歩(仲里依紗)のはからいで糸島に帰った結(橋本環奈)

楽しく祖父母の手伝いをしながら、ふと気になって、自分が帰ってきた理由を聞いたかとたずねると、永吉(松平健)は知らんとけろり。ほんとかな。ほんとは知っているけれど知らないふりをしているのかもしれません。

松平健さんはベテランだけあって、微妙な表情が実にみごとだし、大衆に訴求する塩梅をよくわかっています。複雑すぎても伝わらないし、でも一般大衆だって複雑な人間心理は知っています。松平さんは誰もがわかる複雑な見せ方をちゃんとわかっています。

 一方、大阪では、歩がチャンミカ(松井玲奈)のツテを使って翔也をバーに誘い出し、詰めます。嘘です。励まします。

別の人間になりたいなんて思い詰めるのではなく、過去や未来を思ってくよくよしないで「いまを楽しむ」ことを歩は伝えます。そうすれば未来も変わるかもしれないと。

「あんた 生きてるんだから」

この言葉を発したときの仲里依紗さんはど真剣です。死んでしまってもう会えない人を知っているからこその説得力です。やりたいことがいっぱいあったのにできずに亡くなってしまった人がいるのだから、いまある命を大切に。そうだよねえと思います。命を粗末にしたら申し訳ない。

歩は浜崎あゆみの「UNITE!」のパラパラアレンジ版をギャル軍団を率いて踊ります。ここでは歌詞が出てきませんが、この歌は楽しいことは誰ともでもわかちあえるが、つらいことは誰ともでもわかちあえるものいではない。大切な人だから分かち合いたいというような想いを歌っています。歩が、結にそうなってほしいと願い、結に代わって翔也に伝えたものといえるでしょう。

「僕」が「君」の苦しいことを分かち合いたいというもので、翔也にもまた結を支えてほしいという願いもこもっているかもしれません。つまりお互い、支え合いなさいという姉心です。

仲さんもかっこいですが、松井玲奈さんもさすが、元アイドル、振りが決まっていました。ギャルにムータン、ま〜ゆ〜、メグタム、リオリオと名前がちゃんとついていて踊りの場面でアップもあるのが良いですね。

踊りを見ている翔也も次第に顔が明るくなっていきます。そして一緒に踊ることになり……。これで翔也もギャル魂を歩から伝授されたということかもしれません。

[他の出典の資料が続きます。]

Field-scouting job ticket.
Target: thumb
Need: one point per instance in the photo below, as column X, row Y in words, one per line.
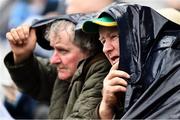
column 115, row 66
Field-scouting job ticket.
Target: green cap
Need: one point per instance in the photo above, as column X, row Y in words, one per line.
column 92, row 26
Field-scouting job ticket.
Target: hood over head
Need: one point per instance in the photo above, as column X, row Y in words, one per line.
column 140, row 31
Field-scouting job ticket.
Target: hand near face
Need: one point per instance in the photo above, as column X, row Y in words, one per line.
column 22, row 41
column 113, row 84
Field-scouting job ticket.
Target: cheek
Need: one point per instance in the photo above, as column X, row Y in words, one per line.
column 71, row 62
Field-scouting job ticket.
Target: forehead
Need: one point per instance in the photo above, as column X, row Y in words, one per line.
column 107, row 30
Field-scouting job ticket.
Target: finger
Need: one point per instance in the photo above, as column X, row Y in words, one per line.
column 15, row 36
column 118, row 73
column 9, row 36
column 118, row 81
column 114, row 89
column 115, row 66
column 20, row 32
column 26, row 30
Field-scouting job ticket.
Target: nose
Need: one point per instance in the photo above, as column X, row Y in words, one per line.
column 107, row 47
column 55, row 58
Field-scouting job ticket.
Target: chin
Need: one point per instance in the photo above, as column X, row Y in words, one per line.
column 63, row 77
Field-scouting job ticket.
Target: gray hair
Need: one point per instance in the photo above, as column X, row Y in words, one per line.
column 86, row 42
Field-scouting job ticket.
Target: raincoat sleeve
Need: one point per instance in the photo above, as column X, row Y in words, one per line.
column 33, row 76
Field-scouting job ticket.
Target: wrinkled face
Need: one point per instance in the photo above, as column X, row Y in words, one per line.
column 109, row 37
column 66, row 55
column 85, row 6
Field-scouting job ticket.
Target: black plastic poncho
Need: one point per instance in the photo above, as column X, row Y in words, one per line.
column 150, row 53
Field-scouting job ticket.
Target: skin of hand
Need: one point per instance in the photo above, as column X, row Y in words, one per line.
column 22, row 41
column 113, row 83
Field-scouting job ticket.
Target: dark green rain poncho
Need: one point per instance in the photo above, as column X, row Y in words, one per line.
column 150, row 53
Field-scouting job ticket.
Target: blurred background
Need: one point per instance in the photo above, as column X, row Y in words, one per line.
column 16, row 12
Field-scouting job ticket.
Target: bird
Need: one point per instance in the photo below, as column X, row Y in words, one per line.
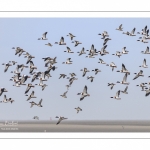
column 143, row 31
column 124, row 51
column 96, row 71
column 146, row 51
column 29, row 85
column 49, row 44
column 144, row 64
column 117, row 96
column 103, row 51
column 68, row 50
column 112, row 65
column 6, row 66
column 72, row 74
column 24, row 78
column 138, row 74
column 61, row 41
column 39, row 104
column 124, row 70
column 76, row 43
column 71, row 36
column 60, row 119
column 64, row 95
column 67, row 87
column 143, row 86
column 22, row 66
column 111, row 85
column 90, row 77
column 43, row 36
column 104, row 34
column 125, row 90
column 71, row 80
column 147, row 92
column 32, row 67
column 142, row 39
column 124, row 81
column 29, row 58
column 62, row 76
column 84, row 71
column 68, row 61
column 5, row 100
column 31, row 96
column 43, row 86
column 2, row 90
column 84, row 93
column 132, row 32
column 78, row 109
column 36, row 117
column 11, row 100
column 120, row 28
column 82, row 51
column 117, row 54
column 106, row 40
column 32, row 104
column 101, row 61
column 13, row 62
column 41, row 82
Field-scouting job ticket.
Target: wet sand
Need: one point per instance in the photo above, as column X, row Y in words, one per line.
column 75, row 126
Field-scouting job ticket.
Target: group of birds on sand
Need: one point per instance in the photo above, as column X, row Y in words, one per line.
column 20, row 80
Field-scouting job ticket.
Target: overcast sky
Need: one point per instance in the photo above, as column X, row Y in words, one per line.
column 24, row 32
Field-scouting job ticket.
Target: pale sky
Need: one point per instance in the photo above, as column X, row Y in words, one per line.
column 24, row 32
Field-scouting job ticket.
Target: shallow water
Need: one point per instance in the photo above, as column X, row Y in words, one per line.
column 75, row 126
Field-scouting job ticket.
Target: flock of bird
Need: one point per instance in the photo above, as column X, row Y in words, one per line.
column 20, row 80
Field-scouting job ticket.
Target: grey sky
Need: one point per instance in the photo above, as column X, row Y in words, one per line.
column 99, row 106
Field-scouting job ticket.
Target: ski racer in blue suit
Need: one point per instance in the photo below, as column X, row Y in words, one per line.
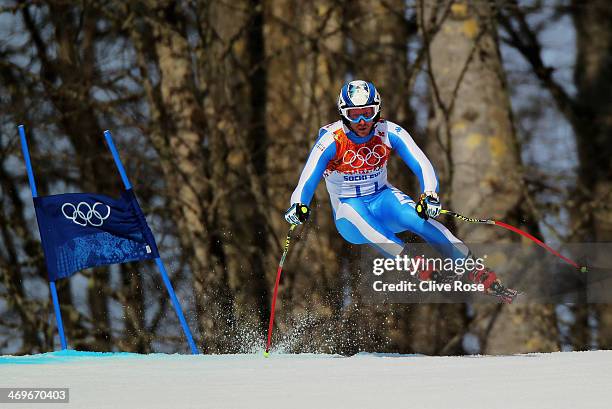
column 352, row 154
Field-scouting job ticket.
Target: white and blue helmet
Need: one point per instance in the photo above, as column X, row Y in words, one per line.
column 359, row 94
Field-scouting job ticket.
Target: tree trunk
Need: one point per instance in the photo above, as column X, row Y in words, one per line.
column 473, row 126
column 593, row 217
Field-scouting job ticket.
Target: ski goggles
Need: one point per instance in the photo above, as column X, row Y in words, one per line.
column 357, row 114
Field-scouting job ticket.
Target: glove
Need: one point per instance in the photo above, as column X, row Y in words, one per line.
column 297, row 214
column 428, row 205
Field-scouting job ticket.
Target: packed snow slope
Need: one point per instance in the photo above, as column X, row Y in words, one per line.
column 576, row 380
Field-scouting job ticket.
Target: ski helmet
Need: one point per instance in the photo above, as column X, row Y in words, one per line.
column 359, row 94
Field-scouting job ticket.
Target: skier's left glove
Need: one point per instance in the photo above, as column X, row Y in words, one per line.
column 297, row 214
column 428, row 205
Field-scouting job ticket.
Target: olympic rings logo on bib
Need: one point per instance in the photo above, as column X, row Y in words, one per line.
column 364, row 156
column 84, row 214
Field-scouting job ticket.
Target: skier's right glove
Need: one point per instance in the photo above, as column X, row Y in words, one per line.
column 297, row 214
column 428, row 205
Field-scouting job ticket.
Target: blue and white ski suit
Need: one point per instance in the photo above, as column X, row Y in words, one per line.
column 367, row 209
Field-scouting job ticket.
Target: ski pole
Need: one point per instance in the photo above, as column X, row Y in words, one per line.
column 539, row 242
column 278, row 273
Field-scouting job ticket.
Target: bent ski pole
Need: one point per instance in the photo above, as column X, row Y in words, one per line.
column 278, row 273
column 539, row 242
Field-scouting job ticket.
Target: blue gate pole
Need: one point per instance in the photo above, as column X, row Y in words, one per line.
column 158, row 261
column 56, row 306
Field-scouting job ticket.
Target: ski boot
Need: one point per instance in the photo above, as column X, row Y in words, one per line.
column 492, row 285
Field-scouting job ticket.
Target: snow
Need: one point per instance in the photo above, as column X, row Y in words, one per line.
column 121, row 380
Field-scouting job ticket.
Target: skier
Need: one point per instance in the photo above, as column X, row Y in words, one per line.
column 352, row 155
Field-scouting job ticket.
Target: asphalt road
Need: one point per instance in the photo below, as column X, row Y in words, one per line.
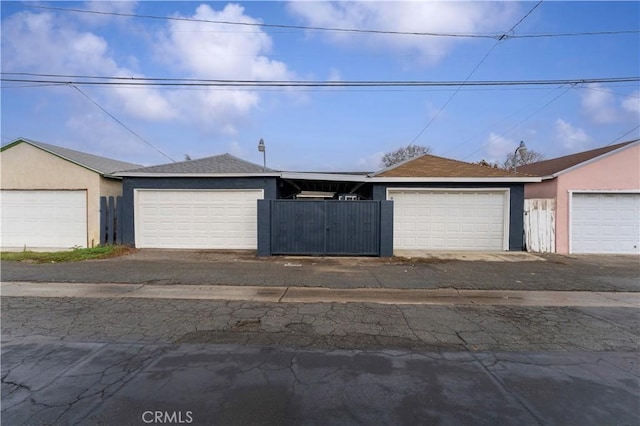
column 136, row 361
column 548, row 272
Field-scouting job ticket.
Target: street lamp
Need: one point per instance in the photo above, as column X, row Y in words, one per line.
column 263, row 150
column 522, row 149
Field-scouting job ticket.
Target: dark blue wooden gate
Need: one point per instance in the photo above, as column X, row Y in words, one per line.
column 324, row 227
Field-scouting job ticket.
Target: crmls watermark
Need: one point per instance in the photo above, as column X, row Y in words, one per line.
column 167, row 417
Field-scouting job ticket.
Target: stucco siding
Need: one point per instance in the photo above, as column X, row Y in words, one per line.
column 545, row 189
column 617, row 172
column 25, row 167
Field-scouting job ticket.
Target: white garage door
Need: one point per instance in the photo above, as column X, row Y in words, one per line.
column 44, row 219
column 449, row 220
column 605, row 223
column 208, row 219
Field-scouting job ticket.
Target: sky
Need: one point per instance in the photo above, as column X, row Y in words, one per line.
column 337, row 128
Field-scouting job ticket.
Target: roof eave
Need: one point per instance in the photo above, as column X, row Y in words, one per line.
column 515, row 179
column 147, row 174
column 324, row 176
column 594, row 159
column 35, row 145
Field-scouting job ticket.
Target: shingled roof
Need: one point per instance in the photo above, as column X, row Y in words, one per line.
column 101, row 165
column 428, row 165
column 217, row 164
column 555, row 165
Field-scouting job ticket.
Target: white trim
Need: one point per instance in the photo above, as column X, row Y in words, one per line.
column 136, row 209
column 526, row 179
column 604, row 191
column 589, row 191
column 325, row 176
column 506, row 211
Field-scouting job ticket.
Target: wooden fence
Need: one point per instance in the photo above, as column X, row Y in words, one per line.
column 540, row 225
column 110, row 225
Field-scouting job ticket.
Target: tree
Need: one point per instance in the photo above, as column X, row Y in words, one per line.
column 527, row 157
column 403, row 153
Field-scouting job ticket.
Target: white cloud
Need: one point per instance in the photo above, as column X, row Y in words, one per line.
column 123, row 7
column 197, row 50
column 570, row 137
column 632, row 102
column 215, row 51
column 498, row 147
column 413, row 16
column 599, row 105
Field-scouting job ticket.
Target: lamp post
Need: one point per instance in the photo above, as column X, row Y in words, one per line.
column 263, row 150
column 522, row 149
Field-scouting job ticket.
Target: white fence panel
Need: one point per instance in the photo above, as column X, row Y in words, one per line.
column 540, row 225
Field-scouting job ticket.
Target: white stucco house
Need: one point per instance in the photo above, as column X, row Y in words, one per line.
column 50, row 196
column 597, row 198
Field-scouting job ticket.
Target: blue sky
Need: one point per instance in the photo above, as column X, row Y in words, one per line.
column 321, row 129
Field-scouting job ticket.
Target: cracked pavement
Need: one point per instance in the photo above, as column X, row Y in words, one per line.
column 109, row 360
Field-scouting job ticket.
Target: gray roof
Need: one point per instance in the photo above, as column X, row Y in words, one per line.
column 224, row 163
column 101, row 165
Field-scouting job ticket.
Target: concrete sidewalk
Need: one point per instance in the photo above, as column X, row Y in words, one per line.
column 324, row 295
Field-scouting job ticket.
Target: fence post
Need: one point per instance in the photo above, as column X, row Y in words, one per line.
column 110, row 213
column 103, row 220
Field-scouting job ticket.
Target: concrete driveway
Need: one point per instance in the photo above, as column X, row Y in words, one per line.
column 482, row 271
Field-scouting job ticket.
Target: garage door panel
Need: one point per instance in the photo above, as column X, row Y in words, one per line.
column 605, row 223
column 222, row 219
column 44, row 219
column 449, row 220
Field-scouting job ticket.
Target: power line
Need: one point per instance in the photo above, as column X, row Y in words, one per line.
column 120, row 122
column 184, row 82
column 453, row 95
column 258, row 24
column 623, row 135
column 555, row 98
column 496, row 36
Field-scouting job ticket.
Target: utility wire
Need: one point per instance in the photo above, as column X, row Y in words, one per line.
column 180, row 82
column 623, row 135
column 453, row 95
column 500, row 36
column 523, row 120
column 120, row 122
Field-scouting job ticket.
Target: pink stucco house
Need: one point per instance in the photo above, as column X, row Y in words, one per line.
column 597, row 198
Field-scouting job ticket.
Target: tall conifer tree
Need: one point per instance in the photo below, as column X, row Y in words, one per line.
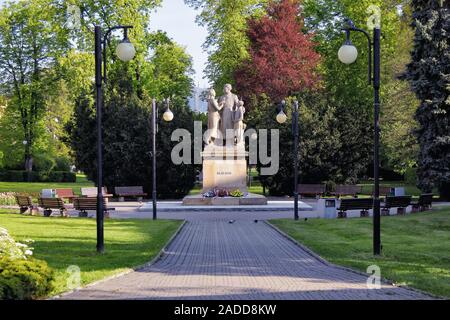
column 429, row 76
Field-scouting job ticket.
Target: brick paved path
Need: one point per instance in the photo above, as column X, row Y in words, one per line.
column 213, row 259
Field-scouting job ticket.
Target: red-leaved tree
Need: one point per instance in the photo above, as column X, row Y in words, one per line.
column 283, row 59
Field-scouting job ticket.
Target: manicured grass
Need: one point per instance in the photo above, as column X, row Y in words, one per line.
column 416, row 248
column 36, row 187
column 66, row 242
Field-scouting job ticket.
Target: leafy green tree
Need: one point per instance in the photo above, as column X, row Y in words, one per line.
column 399, row 144
column 128, row 141
column 429, row 76
column 30, row 42
column 227, row 43
column 318, row 147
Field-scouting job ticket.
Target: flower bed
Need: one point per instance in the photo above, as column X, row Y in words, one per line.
column 21, row 276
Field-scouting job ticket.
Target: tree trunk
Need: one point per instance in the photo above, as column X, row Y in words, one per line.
column 444, row 191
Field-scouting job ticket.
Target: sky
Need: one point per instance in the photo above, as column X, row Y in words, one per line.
column 178, row 20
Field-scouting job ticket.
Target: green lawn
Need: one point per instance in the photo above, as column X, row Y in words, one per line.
column 36, row 187
column 65, row 242
column 416, row 248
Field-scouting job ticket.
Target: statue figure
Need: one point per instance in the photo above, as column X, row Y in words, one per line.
column 230, row 102
column 213, row 116
column 239, row 126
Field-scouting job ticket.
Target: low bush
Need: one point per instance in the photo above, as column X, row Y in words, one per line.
column 21, row 277
column 24, row 279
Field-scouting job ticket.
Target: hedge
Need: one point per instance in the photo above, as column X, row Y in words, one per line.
column 25, row 279
column 22, row 176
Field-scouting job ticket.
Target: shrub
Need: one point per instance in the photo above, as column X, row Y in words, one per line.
column 411, row 176
column 7, row 199
column 62, row 164
column 24, row 279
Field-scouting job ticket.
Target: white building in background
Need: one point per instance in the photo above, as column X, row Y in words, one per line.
column 197, row 101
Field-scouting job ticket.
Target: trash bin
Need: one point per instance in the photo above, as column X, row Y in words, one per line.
column 327, row 208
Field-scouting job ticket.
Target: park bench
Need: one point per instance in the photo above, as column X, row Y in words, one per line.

その頃糸島では、陽太が恵美(中村守里)をつれて訪ねてきます。陽太が会社をやめて地元に戻ってからつきあいはじめ、いまはラブラブ(死語?)。あんなにいやがっていた漁業をやると決めた陽太。

失敗しても、進路を変えても大丈夫。

恵美は、高校時代からずっと陽太を思っているふうだったので良かったねえと想います。

そのあと、結は永吉と佳代(宮崎美子)とスナックヒミコへ。永吉が「君といつまでも」を熱唱します。佳代への愛をふだんは言えないからこの歌に託しているそうです。

「UNITE!」からの「君といつまでも」 音楽によって翔也と結の気持ちを高めていきます。

「UNITE!」を聞いて翔也が思い浮かべるのは、「君といつまでも」を聞いて結が想い浮かべるのは、誰? なんてことを問うのも野暮ですが。

【ここに注目】
ヒミコ(池畑慎之介)の着物の帯の柄が気になる。なんか洒落ている。池畑さんのセンスなんでしょうね。アフロのかつらも自前だったらしいし。